Without Diplomats, No Diplomatic Solutions
While German politicians across party lines have recently called for “diplomatic solutions” to the conflict in Syria, they have all overlooked a key condition: diplomatic solutions require diplomats. But the Federal Foreign Office – the place that is supposed to hash out political solutions and coordinate them across the government – lacks personnel.
Germany’s diplomatic dearth also received scant attention during recent debates on increased defense spending. Even newly appointed Foreign Minister Sigmar Gabriel used the debate to call for an increase in the budget of the development ministry, rather than more personnel in his own department – perhaps because the foreign ministry has gained a few posts in the last few years. Yet the recent growth in the number of diplomats Berlin employs came only after massive reductions beginning in the early nineties. Today, the federal government’s budget allocates 6,884 posts for the foreign office. That is nearly 1,000 posts less than in 1990. In an official response to a parliamentary inquiry about the status of the diplomatic corps in 2006, the government admitted that the overtime hours its diplomats were putting in amounted to 90 missing posts. It added: “many embassies and units in Berlin are working at the limit of their capacities.” Since then, the budget of the foreign office has more than doubled – especially because of the increased demands in the area of “peace and stability” and not least because of the refugee crisis in recent years. In the same time period, the number of diplomats – i.e., the people charged with making sure the budget is spent sensibly – has risen by only five percent.

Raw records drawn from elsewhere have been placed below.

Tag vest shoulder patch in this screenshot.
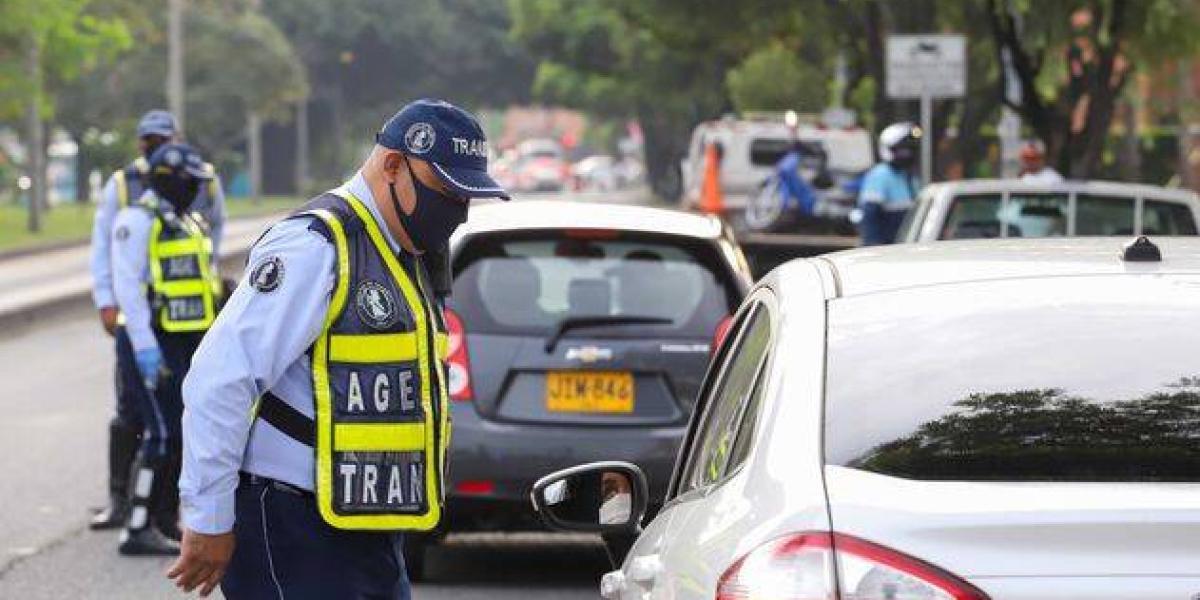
[354,280,400,331]
[250,256,283,294]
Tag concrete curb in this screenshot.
[0,247,250,338]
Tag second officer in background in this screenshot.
[90,110,224,529]
[112,144,221,554]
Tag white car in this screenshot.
[533,238,1200,600]
[679,119,875,220]
[896,179,1200,241]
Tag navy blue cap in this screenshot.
[138,110,175,138]
[150,144,212,179]
[376,98,509,200]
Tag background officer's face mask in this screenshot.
[388,154,468,252]
[150,176,200,212]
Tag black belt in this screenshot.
[238,470,316,498]
[258,392,317,448]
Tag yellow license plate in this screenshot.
[546,371,634,413]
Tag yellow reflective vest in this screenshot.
[138,196,221,334]
[258,190,450,530]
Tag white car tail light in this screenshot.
[716,533,988,600]
[445,308,475,402]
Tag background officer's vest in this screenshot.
[258,190,450,530]
[138,194,221,334]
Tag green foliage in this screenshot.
[0,0,131,119]
[725,43,828,113]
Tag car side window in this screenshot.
[940,193,1002,240]
[1141,199,1196,235]
[679,306,770,492]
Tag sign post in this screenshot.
[887,35,967,184]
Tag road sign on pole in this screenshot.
[887,35,967,184]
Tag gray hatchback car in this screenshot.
[404,200,751,578]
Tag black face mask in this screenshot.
[388,154,467,252]
[150,176,200,214]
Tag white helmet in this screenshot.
[880,121,923,164]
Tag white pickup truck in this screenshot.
[896,179,1200,242]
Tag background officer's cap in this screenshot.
[376,98,509,200]
[150,144,212,180]
[138,110,175,138]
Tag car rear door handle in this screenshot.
[629,554,662,583]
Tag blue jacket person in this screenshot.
[89,110,224,529]
[112,144,221,554]
[168,100,506,600]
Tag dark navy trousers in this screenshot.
[221,475,410,600]
[113,325,146,434]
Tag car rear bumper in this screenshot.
[446,407,686,530]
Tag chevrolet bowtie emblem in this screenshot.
[566,346,612,362]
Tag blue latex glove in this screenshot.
[133,348,162,391]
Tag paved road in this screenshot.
[0,194,667,600]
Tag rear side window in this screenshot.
[941,193,1001,240]
[1075,193,1134,235]
[1141,199,1196,235]
[683,306,770,491]
[452,230,739,340]
[826,276,1200,482]
[1003,193,1070,238]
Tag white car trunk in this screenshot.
[826,466,1200,585]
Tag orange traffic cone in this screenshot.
[698,143,725,215]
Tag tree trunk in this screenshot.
[246,112,263,204]
[25,35,47,232]
[295,98,311,196]
[638,107,689,202]
[1176,59,1195,190]
[167,0,187,139]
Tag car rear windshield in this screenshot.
[826,275,1200,482]
[452,230,739,340]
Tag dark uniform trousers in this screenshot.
[221,474,410,600]
[109,325,145,444]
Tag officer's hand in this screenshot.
[133,348,162,391]
[167,528,234,598]
[100,306,118,335]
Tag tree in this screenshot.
[510,0,733,198]
[0,0,130,232]
[986,0,1200,179]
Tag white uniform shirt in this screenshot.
[89,168,226,308]
[179,173,400,534]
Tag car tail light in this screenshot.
[716,533,988,600]
[454,479,496,496]
[446,308,475,402]
[712,314,733,354]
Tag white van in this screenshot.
[896,179,1200,242]
[679,119,875,218]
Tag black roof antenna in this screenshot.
[1121,235,1163,263]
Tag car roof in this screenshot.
[923,179,1198,203]
[792,236,1200,298]
[455,200,722,239]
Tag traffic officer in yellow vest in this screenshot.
[90,110,224,529]
[168,100,508,600]
[112,144,221,554]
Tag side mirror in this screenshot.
[530,462,649,533]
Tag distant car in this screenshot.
[680,114,875,222]
[533,238,1200,600]
[406,200,750,577]
[896,179,1200,241]
[512,138,571,192]
[571,154,620,192]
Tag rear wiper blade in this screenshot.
[546,314,674,353]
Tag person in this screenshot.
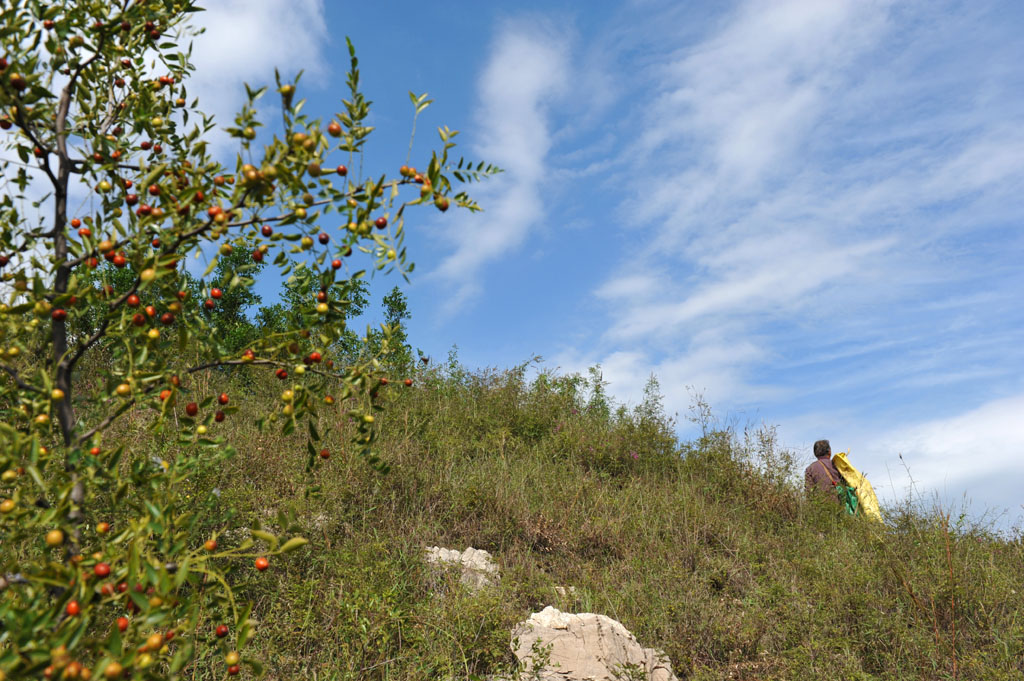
[804,439,846,503]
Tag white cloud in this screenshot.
[548,0,1024,532]
[430,18,568,313]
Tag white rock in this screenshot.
[512,605,677,681]
[427,546,500,591]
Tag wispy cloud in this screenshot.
[188,0,332,154]
[431,22,568,313]
[536,0,1024,516]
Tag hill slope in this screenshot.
[92,361,1024,680]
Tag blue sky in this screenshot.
[178,0,1024,527]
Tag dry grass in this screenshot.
[74,356,1024,681]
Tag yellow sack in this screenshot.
[833,452,882,522]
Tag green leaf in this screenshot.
[281,537,309,553]
[249,529,280,551]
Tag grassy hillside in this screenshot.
[79,361,1024,680]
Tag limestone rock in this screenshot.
[512,605,677,681]
[427,546,499,591]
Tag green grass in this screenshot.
[86,363,1024,681]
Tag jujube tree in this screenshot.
[0,0,498,679]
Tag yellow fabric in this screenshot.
[833,452,882,522]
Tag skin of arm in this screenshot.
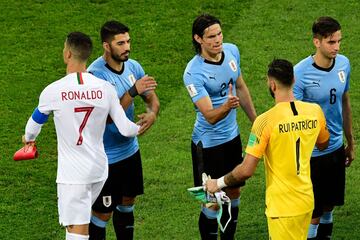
[195,84,240,124]
[342,92,355,166]
[236,75,256,123]
[137,91,160,135]
[206,154,260,193]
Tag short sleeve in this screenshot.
[293,66,304,101]
[184,71,209,103]
[38,86,56,115]
[316,105,330,143]
[245,116,270,158]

The lack of diplomats will be felt even more acutely if Germany follows the advice of Martin Schulz, the Social Democrats’ candidate for chancellor. With a view to the catastrophe in Syria, Schulz recently demanded that Germany should debate “how we can act to prevent conflicts and […] how we can contribute to an effective crisis management.” Over the past year, the German ministries for foreign affairs, development, defense, and interior have promoted a debate on exactly these questions. Under the heading “PeaceLab2016,” experts of civil society, universities, think tanks, and parliament discussed concrete recommendations on how to improve German conflict prevention, stabilization, and peacebuilding efforts. Almost every one of these recommendations would mean that Germany needs more diplomats: the government should strengthen the role of its embassies in responding to early warning signs of conflicts; make sure there is a focal point in each embassy for NGOs and human rights activists; ensure more coherence among all the activities by different German actors in each country; better coordinate with the local government, other donors, and international organizations; and assign more diplomats to leadership positions at the EU, the OSCE, and the UN. At home, many experts recommended that the diplomats increase their engagement with academics and civil society experts and go into schools in order to explain their job to a broader German society. Most importantly, hundreds of peace activists and security policy experts agreed, “more conflict prevention” means “more politics.” The German government will need to make sure its technical projects in fragile states are embedded in a political strategy. It is not enough, for example, to provide equipment to Tunisian border control agents. Greater stability in Tunisia and the region can only be achieved if the German government simultaneously pressures the Tunisian government to reform its army or its police and to ensure civilian control of the security sector. This rule is even more important for the use of military force: if there is one lesson that German politicians took away from the war in Afghanistan, it is that any deployment of military force needs to be embedded in a political strategy.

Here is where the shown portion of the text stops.